Every phase of flight has requirements in knowledge, aircraft management, communications, or pilot ability. All to frequently, the greatest demands on our piloting skill occur just when the required ability to meet those demands have reached its lowest point. The pilot in a given phase of flight has a level of capacity in knowledge, flying skill, communications, and capability reserve. The analogy I have often used prior to solo is that I expect the student to be able to fly, navigate, and communicate in the airport pattern. At the same time he should talk to me about a completely unrelated matter. This last item is 'reserve capacity'. We drive cars all the time doing this. I do not want my soloed student to become overloaded and without the reserve capacity to handle the unexpected. I train my students in every area to have ample reserve capacity.

When something happens that you have not anticipated, your attention focuses. In flying, this often means that flying the airplane ceases to maintain its priority. Your training must cope this by teaching you to be aware of what exists in the present flight situation and using that information to heighten awareness of what can be expected to happen. How you react to the unexpected can be trained. Simulators are great for this with the big airplanes. Small aircraft 'unexpecteds' are only available in the POH and are not practical or safe to simulate.

Who's in Charge?
Low time instructors have most of the 'Who's in Charge?' kind of difficulty. This is because they have not had the opportunity for making the decisions. There are several kinds of situations that require this kind of experience and knowledge. Any exchange of control should be predicated on the assumption that the exchange will improve and not exacerbate a situation.

Low time instructors tend to delay taking over the controls when dealing with an advanced student. No instructor should make assumptions about the capabilities of a student that will delay assumption of control when safety parameters are exceeded. These safety conditions are most likely to occur during the approach and landing phases. Every instructor should precede the flight with a comprehensive review of what will be covered specifically directed toward situations conducive toward distraction.

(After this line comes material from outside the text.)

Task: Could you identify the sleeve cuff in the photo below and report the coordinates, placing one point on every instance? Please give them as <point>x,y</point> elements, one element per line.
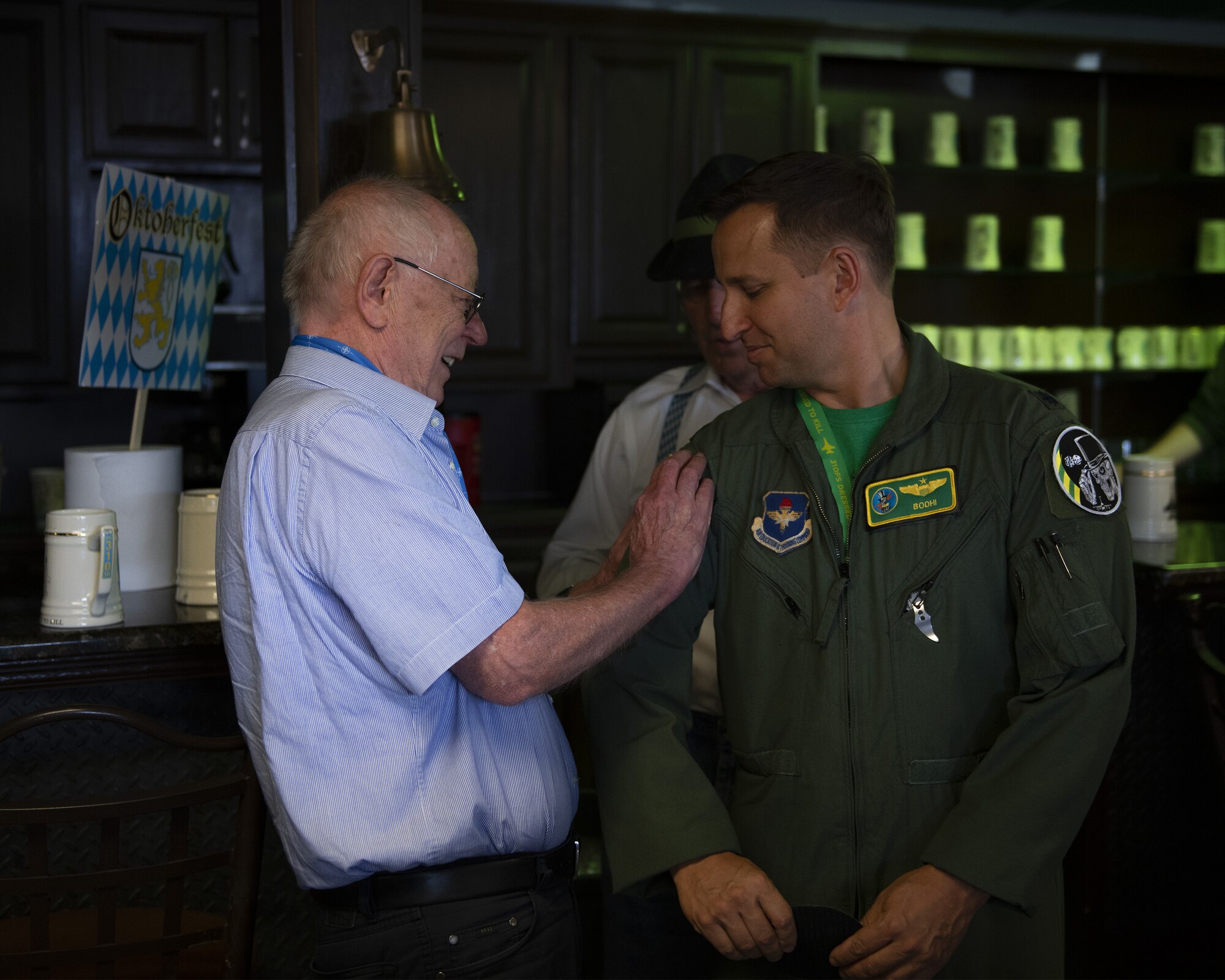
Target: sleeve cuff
<point>461,638</point>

VERY specific control transfer is required when...
1) A problem exists relative to safety.
This can be so simple as not clearing, yoke position while taxiing, cross-control turns, procedure errors, airspeed, trim, etc.

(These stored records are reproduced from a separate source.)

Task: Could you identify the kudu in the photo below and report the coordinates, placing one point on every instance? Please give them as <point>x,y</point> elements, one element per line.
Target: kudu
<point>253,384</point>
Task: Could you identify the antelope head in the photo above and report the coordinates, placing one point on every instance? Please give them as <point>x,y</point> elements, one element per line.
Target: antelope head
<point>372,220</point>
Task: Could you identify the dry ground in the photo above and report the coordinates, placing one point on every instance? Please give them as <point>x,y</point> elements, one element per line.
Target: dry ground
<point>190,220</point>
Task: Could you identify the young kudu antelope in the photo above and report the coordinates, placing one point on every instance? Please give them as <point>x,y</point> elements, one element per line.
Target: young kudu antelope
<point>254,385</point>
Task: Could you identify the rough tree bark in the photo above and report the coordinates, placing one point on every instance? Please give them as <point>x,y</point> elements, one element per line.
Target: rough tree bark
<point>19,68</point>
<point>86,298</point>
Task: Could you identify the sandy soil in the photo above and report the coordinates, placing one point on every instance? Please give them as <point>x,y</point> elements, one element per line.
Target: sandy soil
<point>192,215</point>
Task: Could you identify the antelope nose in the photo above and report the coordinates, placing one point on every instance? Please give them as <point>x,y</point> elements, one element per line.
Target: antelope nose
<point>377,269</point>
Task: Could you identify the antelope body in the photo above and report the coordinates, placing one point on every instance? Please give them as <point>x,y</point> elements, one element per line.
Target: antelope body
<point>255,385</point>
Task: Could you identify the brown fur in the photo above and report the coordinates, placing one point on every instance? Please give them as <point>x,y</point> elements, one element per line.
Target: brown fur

2) Related to a transfer of control.
The CFI should make prior arrangement with anyone having access to the cockpit controls as to what he will say in taking over control of the aircraft. The exchange of control authority should be explicit and positive.

3) Conflict of control exists
Where prior arrangements of control authority have not been made and no positive exchange is made, both pilots may be working at cross-purposes. Control manipulations become exaggerated due to the mix of control forces. An accident usually results.

4) Nobody is in control
This occurs when the pilot in control 'gives up' and expects the other pilot (CFI) to take over and salvage a situation. The CFI may refuse or fail to recognize the control transfer. You will only get away with 'nobody' in control if the aircraft is trimmed for its flight situation.

5) Failure to Communicate in the cockpit
Confusion in the transfer of control any one of the above situations can arise if prior arrangements are not made. "I got it" is ambiguous. "I have the controls" is less ambiguous. This statement requires that the other pilot respond with, "You have the controls" Using the word airplane in these phrases is ambiguous in that the reference could be to traffic.

6) The competent pilot does not need to prove anything.
Being competitive and a winner are not traits that apply to the flying of light planes. Aerobatics and the military are reserved spaces for these traits. Soloing is not the goal or end-all of flying. Competence and safety are what we are after on every flight. Our life ambition is to become an old pilot. (What, again!) All you prove is stupidity if you fly in a manner or situation to prove something. Competence is shown most often by not flying, than by flying.